Apr 27, 2010
This was our first attempt at cheesecake ever, so please don’t judge too strict. You know, things like cheesecakes, carrot cakes or pizzas might seem pretty ordinary for a lot of you, but they are not too common in home cooking in this part of the world, so this was quite a challenge for us.
So, this was our first experiement with a cheesecake. In fact we had a jar of strawberry preserves and two packages of Philadelphia cheese that I had bought at a discount and the idea of making a cheesecake was obvious. I checked Love My Philly and found a recipe for a cake that looked beautiful, mouthwatering, perfect!.. A little problem was that we didnt want a large cheesecake, because ever since we started this blog, everyone in the family has been continuously overfed:) We didn’t have a small springform pan so we had to use a regular baking pan instead. Yes I know a cheesecake should be round-shaped. So ours was… unconventional, to begin with :)
Another thing I’d change next time I cook this would be the crackers. The original recipe called for some Honey Maid graham crackers, but for some reason we thought chocolate cracker crumbs would be cool too. Which was a mistake, as the chocolate flavour turned out too overwhelming (so was the colour, in fact). I also overdid it with pressing the crumbs onto the pan :D the crumb layer looked thin in the beginning, but it kind of increased in volume in the oven and resulted in a too thick crust.
And yet another departure from the rules: a much thinner layer of batter. We just feared that it wouldn’t bake through, but this was a needless precaution – the cake baked through perfectly in an hour and 10 minutes. So, next time we’re also making it taller.
Despite the mediocre looks of our cheesecake, I can eventually rate its taste and texture very good. It was moist, airy, and creamy. The strawberry glaze added a note of freshness and fruityness (I think I’m falling in love with gelatine: it can turn ordinary things into shiny, colourful lolly-pops!). The chocolate cracker crumb crust… err… could be better :)

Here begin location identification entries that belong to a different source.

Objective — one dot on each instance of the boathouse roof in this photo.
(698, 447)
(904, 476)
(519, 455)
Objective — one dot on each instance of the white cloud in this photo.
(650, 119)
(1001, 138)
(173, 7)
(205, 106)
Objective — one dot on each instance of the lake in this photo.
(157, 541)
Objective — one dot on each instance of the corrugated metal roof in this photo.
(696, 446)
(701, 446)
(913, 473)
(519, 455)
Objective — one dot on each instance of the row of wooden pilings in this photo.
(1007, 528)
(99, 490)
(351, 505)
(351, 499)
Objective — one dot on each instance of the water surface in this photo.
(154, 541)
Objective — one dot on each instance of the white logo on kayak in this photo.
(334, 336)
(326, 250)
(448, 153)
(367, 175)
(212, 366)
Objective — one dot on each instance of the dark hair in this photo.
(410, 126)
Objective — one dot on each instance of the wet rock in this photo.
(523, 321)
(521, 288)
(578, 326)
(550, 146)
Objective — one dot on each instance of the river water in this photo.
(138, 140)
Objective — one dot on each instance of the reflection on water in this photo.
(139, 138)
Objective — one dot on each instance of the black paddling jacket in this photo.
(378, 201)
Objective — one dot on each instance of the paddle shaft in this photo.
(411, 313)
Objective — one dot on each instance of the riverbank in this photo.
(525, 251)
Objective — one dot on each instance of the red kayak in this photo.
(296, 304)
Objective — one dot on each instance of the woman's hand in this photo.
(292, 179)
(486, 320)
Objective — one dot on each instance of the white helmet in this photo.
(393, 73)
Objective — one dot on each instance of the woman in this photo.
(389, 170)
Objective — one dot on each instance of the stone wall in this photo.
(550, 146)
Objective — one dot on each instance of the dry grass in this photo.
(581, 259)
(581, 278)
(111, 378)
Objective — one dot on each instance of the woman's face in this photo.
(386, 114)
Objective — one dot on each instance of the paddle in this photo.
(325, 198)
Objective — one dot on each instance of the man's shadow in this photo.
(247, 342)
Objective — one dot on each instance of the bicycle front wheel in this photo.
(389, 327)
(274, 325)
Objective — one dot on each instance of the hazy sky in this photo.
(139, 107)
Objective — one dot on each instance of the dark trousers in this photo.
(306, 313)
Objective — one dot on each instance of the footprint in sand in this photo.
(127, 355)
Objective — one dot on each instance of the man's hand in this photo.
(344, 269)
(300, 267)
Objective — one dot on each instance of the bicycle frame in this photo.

But we still have dozens of cheesecakes ahead of us, don’t we?
270g chocolate crackers
½ cup margarine, slightly melted
¾ cup sugar + 1/4 cup sugar
2 packages (8 oz. each) Philadelphia cream cheese
¾ cup sour cream
1 tsp vanilla
1 can strawberry preserves (300ml syrup+strawberries)
1 ½ tsp gelatine
Process crackers to crumbs. Mix the crumbs, margarine, and 1/4 cup sugar. Press the crumb mix firmly onto bottom and sides of your baking pan.
Beat cream cheese, the remaining sugar, vanilla and sour cream with electric mixer until well blended. Add eggs, one at a time, beating after each addition until well blended.
Pour the cheese batter into the crust.
Bake on a low heat for 70 minutes. When ready, open oven door slightly and let the cake sit in the oven for 30 minutes or so, then remove it from the oven and let it cool for 2 hours.
When the cheesecake has cooled, combine gelatine and strawberry syrup and heat the mixture on a low heat until gelatine dissolves, stirring continuously. Lay out strawberries (halved or whole) on top of the cake and pour the gelatine mixture over the berries. Freeze cheesecake until glaze hardens (this might take about 30 minutes or so), then transfer the cake into fridge and refrigerate for at least 4 hours.